Une aubaine pour Hanako Stubbe, Studio BehaghelFoiny et Florent Coirier, les trois designers sélectionnés cette année par l’institution parisienne.Réunis à la suite de vœux bilatéraux, les créateurs, chacun associé à deux entreprises japonaises, ont disposé de huit mois pour concevoir six pièces. Exposées jusqu’au 4 février dans une scénographie signée Jules Levasseur, les œuvres sont présentées en miroir des pièces les plus connues des studios. L’occasion de tisser des liens entre des approches européennes contemporaines et d’autres, nourries d’histoires et de techniques plus confidentielles.

©Matthieu Gauchet


Des objets aux références culturelles multiples

« Lorsque je suis allé au Japon, j’ai remarqué que les Japonais utilisent souvent les caisses de bouteilles pour s’asseoir dans la rue ou comme tables. L’idée des rangements KOFFR, mi-table,mi-tabouret, réalisés avec Lllast, vient de là, de ce mode de vie », explique Florent Coirier. Car au-delà des questions d’artisanat et de technique, les créations traduisent surtout un lien discret mais profond avec la culture japonaise.
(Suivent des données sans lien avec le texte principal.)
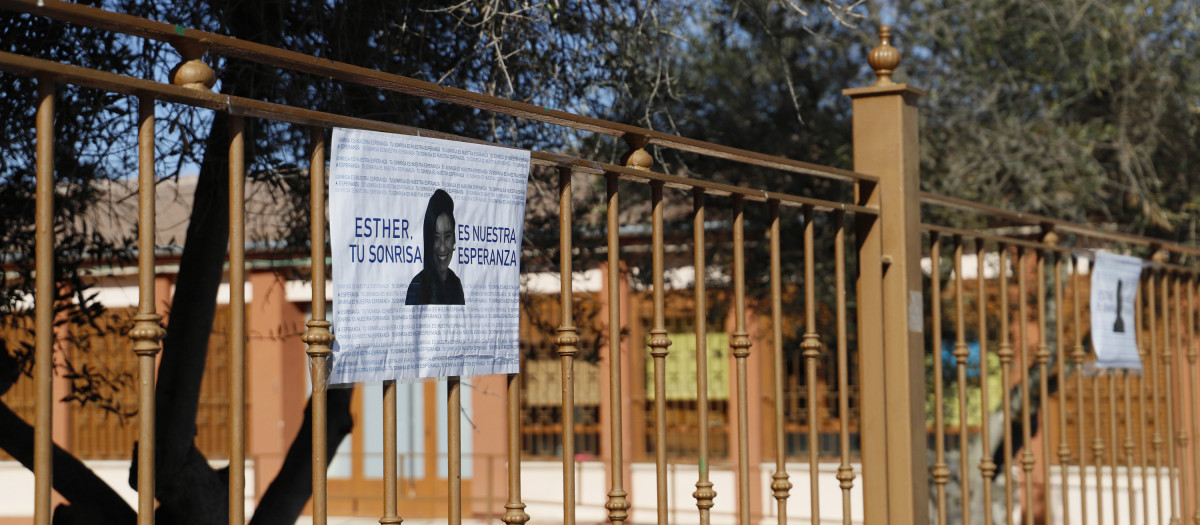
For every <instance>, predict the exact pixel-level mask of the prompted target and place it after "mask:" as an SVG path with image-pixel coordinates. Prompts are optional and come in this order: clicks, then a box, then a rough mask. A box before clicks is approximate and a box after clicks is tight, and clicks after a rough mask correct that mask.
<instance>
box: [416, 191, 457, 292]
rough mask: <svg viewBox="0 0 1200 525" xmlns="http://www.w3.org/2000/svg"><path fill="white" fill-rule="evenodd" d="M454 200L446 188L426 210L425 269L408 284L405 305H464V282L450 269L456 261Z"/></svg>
mask: <svg viewBox="0 0 1200 525" xmlns="http://www.w3.org/2000/svg"><path fill="white" fill-rule="evenodd" d="M456 224H457V223H456V222H455V219H454V200H452V199H451V198H450V194H449V193H446V192H445V191H444V189H438V191H436V192H433V195H432V197H430V205H428V207H426V209H425V227H424V229H422V230H424V234H425V248H424V252H425V259H424V262H425V268H424V270H421V271H420V272H419V273H418V274H416V277H413V280H412V282H410V283H409V284H408V295H407V296H406V297H404V304H463V303H464V301H463V296H462V280H458V276H456V274H455V273H454V271H452V270H450V262H451V261H452V260H454V253H455V252H454V243H455V225H456Z"/></svg>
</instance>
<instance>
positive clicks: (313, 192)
mask: <svg viewBox="0 0 1200 525" xmlns="http://www.w3.org/2000/svg"><path fill="white" fill-rule="evenodd" d="M310 137H311V140H312V152H311V157H310V159H308V179H310V194H308V211H310V212H308V223H310V228H308V229H310V233H311V235H312V243H311V245H312V319H310V320H308V322H306V324H305V326H306V327H307V330H306V331H305V334H304V337H302V340H304V342H305V343H306V344H307V345H308V349H307V350H306V354H307V355H308V360H310V361H308V373H310V374H311V376H312V523H313V525H325V523H326V520H328V519H329V515H328V514H329V509H328V501H329V497H328V493H326V477H325V473H326V469H328V467H329V463H328V461H329V458H326V454H328V453H329V452H328V445H326V443H328V437H329V436H328V432H326V430H328V429H326V426H328V424H329V423H328V411H329V410H328V406H329V403H328V399H329V397H328V385H326V384H328V382H329V378H328V375H326V374H328V368H326V366H328V362H329V356H330V354H332V350H331V348H330V345H331V344H332V343H334V334H332V333H331V332H330V331H329V326H330V322H329V321H328V320H325V129H324V128H320V127H312V128H311V132H310Z"/></svg>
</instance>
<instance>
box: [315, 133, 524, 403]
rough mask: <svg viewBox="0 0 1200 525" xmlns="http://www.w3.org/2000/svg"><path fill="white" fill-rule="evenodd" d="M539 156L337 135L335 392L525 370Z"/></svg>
mask: <svg viewBox="0 0 1200 525" xmlns="http://www.w3.org/2000/svg"><path fill="white" fill-rule="evenodd" d="M528 177H529V152H528V151H523V150H510V149H504V147H497V146H487V145H478V144H468V143H458V141H450V140H440V139H430V138H420V137H409V135H398V134H390V133H378V132H367V131H356V129H334V146H332V156H331V157H330V170H329V201H330V203H329V211H330V212H329V223H330V224H329V228H330V247H331V248H330V249H331V253H332V259H334V294H332V301H334V327H332V330H334V334H335V336H336V339H335V342H334V368H332V373H331V376H330V382H331V384H347V382H359V381H380V380H415V379H422V378H444V376H451V375H480V374H508V373H516V372H517V370H518V357H517V338H518V322H520V312H518V296H517V294H518V286H520V278H521V276H520V272H521V270H520V264H521V234H522V225H523V224H524V204H526V186H527V182H528Z"/></svg>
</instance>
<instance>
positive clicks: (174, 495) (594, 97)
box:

La manufacture Mori Seimenjo et le Studio BehaghelFoiny à l'origine d'une veste d'intérieur,d'un lit transformable en pouf et d'un plaid, ont ainsi choisi les couleurs des pièces selon les espèces de fleurs endémiques de l’île d'Izu. Un clin d’œil à la fois culturel et environnemental. Cette attention se retrouve aussi dans les travaux d’Hanako Stubbe menés avec la manufacture Domyo, dont les panneaux décoratifs muraux s’inspirent de symboles japonais tels que Taiyō, le soleil, source de vitalité ; Moss, la mousse, évoquant douceur et sérénité ; ou encore Sakura, le cerisier. Un parti-pris visuel fort, et différent de sa collaboration avec la maison familiale Maekawa Inden, où le cuir laqué est traité de manière plus sobre,invitant à l’introspection.
En complément, l'exposition invite aussi les visiteurs à aborder une autre facette tout aussi connue du Japon : ses boissons. Réalisés par les manufactures Glass-Labet Kimoto Glass Tokyo, deux styles de verres rendent, chacun à leur manière, hommage au saké et au thé par le biais de nouvelles textures et des nouvelles formes.


À noter qu'une sélection de produits issus des précédentes éditions est en vente au sein du concept store HIS, 2 rue du Renard, dans le quatrième arrondissement de Paris, jusqu'au 4 février.